Deutschpunk und die Neue Deutsche Welle, kurz NDW, wurden als authentisches Zeitgefühl respektiert, bisweilen gab es auch Spott, zumeist aber wurde das Phänomen geliebt. Bald fand eine Kommerzialisierung statt, schnell landete alles auf den Ramsch-Tischen. Eine Schlageraffinität wurde ausgemacht, manchen wiederum waren Teile der Szene zu rechts. Das Achtziger-Revival hält dennoch bis heute an.
Es braucht also durchaus eine kritische Analyse jener Ära. Frank Apunkt Schneider hat sie geliefert, bereits 2007. Nun erscheint die 4. Auflage seines Buches „Als die Welt noch unterging“. Was bedeutet: Das Interesse an Aufarbeitung und Einordnung, Glorifizierung und Distanzierung bleibt ungebrochen groß. Grund genug, parallel zur Neuauflage nun auch eine musikalische Untermalung anhand von 20 NDW-relevanten Songs darzubieten (siehe CD-Tipp links).
Schneider beleuchtet mit Klugheit, Leidenschaft und feiner Handschrift die Jahre zwischen 1976 und 1985.
Das Wettrüsten zwischen Ost und West trieb damals viele in die Resignation. Etliche flüchteten in musikalische Revolten. Der Übergang zu „Spaß, der dem ‚Sinn‘ von der Schippe sprang“ war dabei fließend. Über stolze 150 Seiten streckt sich allein die Diskografie.
Bands hießen damals The Boikottz, Hass, Genius & Wahnsinn und Schwachsinniges Geklimper. Wohl fast jedes musikalische Lebenszeichen auf Vinyl oder Kassette wird hier gelistet (und kommentiert). Das Stöbern darin bereitet Freude. Als ebenso ergiebig wie freudvoll erweist sich die Lektüre.

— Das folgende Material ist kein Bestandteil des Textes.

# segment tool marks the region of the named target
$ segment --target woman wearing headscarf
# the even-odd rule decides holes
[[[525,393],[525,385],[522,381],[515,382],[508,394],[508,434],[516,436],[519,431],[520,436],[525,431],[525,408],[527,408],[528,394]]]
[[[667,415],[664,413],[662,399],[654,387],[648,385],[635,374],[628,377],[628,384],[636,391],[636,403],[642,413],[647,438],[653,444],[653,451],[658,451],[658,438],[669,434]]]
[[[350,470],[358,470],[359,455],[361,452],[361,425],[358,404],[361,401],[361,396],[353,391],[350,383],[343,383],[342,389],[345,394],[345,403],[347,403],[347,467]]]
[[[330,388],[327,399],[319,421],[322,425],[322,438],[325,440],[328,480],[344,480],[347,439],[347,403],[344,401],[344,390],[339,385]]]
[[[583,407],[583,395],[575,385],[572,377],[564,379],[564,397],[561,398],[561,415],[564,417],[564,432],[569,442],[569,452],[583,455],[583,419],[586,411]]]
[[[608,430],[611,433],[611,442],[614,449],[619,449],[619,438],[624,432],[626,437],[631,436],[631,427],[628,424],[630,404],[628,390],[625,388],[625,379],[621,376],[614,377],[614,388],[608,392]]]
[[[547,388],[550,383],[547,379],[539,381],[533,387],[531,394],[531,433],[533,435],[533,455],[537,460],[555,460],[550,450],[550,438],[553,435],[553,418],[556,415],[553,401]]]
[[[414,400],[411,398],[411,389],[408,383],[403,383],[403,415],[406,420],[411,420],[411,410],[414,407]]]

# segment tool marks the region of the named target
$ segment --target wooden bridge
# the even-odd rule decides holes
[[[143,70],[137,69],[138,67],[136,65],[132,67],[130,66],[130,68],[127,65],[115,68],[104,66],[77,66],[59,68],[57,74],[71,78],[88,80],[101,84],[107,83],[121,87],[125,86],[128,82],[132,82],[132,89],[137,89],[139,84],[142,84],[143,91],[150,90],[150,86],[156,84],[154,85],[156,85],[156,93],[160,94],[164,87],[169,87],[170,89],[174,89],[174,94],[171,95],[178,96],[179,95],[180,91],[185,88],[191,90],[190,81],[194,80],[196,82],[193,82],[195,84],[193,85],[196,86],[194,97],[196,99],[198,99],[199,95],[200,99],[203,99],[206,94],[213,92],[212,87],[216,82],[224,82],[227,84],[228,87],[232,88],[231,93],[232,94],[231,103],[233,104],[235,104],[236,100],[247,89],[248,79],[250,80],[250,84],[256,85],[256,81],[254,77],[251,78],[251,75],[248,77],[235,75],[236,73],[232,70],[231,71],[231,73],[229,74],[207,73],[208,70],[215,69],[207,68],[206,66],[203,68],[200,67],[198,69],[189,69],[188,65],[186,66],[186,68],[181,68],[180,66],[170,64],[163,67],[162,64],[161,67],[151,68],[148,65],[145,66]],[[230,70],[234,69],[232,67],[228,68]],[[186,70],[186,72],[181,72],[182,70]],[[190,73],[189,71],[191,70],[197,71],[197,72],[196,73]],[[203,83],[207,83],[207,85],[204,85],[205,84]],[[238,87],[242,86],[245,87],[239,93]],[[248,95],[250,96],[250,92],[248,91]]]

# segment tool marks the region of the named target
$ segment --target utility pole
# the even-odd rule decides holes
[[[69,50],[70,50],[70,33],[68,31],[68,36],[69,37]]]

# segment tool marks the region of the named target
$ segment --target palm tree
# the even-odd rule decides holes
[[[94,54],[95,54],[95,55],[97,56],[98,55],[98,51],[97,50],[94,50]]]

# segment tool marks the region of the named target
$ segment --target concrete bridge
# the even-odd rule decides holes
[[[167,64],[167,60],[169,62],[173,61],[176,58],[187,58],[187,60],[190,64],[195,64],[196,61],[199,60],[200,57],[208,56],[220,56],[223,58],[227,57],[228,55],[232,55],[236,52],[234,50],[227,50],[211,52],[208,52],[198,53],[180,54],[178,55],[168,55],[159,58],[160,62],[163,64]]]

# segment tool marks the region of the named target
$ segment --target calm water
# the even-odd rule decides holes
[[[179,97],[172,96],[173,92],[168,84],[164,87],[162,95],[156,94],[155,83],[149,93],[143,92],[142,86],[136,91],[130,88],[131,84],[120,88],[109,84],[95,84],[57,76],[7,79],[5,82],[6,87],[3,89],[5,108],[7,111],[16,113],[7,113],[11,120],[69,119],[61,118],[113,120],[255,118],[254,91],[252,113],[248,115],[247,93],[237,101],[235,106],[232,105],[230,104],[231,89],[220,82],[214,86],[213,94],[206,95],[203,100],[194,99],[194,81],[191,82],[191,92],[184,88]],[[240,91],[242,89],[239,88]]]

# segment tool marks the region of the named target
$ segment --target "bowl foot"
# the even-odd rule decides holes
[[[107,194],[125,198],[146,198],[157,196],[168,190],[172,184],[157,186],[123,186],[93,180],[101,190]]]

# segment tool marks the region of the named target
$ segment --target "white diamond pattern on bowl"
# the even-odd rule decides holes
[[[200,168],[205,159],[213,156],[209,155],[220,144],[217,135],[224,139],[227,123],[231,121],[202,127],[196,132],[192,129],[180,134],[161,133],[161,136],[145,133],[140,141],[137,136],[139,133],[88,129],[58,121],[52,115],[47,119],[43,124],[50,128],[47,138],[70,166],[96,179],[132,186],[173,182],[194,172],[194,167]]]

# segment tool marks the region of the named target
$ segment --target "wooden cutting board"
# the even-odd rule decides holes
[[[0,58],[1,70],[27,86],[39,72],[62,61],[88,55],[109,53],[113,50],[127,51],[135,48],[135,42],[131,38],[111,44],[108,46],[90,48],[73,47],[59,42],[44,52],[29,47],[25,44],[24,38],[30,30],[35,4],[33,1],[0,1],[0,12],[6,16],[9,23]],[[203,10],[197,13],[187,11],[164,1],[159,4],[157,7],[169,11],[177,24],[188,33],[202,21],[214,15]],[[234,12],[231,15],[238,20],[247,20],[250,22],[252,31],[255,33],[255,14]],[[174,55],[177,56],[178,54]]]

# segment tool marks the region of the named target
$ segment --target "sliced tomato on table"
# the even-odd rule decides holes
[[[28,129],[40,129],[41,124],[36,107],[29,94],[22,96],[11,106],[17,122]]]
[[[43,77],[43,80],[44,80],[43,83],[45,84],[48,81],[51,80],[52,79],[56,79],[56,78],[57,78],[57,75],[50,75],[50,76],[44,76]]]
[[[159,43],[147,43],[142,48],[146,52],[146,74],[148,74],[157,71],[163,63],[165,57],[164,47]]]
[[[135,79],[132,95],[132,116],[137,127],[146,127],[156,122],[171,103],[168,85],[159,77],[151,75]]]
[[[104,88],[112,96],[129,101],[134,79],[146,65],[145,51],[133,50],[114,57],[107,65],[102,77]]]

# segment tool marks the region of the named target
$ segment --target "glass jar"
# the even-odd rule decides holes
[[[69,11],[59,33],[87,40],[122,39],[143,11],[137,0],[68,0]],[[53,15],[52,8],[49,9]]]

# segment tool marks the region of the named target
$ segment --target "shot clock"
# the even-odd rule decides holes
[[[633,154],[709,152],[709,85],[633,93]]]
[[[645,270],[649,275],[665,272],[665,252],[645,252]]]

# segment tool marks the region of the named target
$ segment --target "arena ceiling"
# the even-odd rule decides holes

Schneider hält den diffusen Begriff NDW bewusst aufrecht, weil er „eine gewisse Schwammigkeit zulässt, die dem Phänomen durchaus entspricht“. Top-Acts wie Trio, Andreas Dorau, Ideal und die Ärzte (mit ihrem Skandal-Song „Claudia hat ’nen Schäferhund“) haben Raum, indes nicht zu viel. Saarbrücken wird im NDW-Städte-Ranking übrigens auf Platz 16 geführt. Gibt es Leserinnen und Leser, die noch Sinalco Flour S, Tod durch Müsli und Safari Grünspan kennen?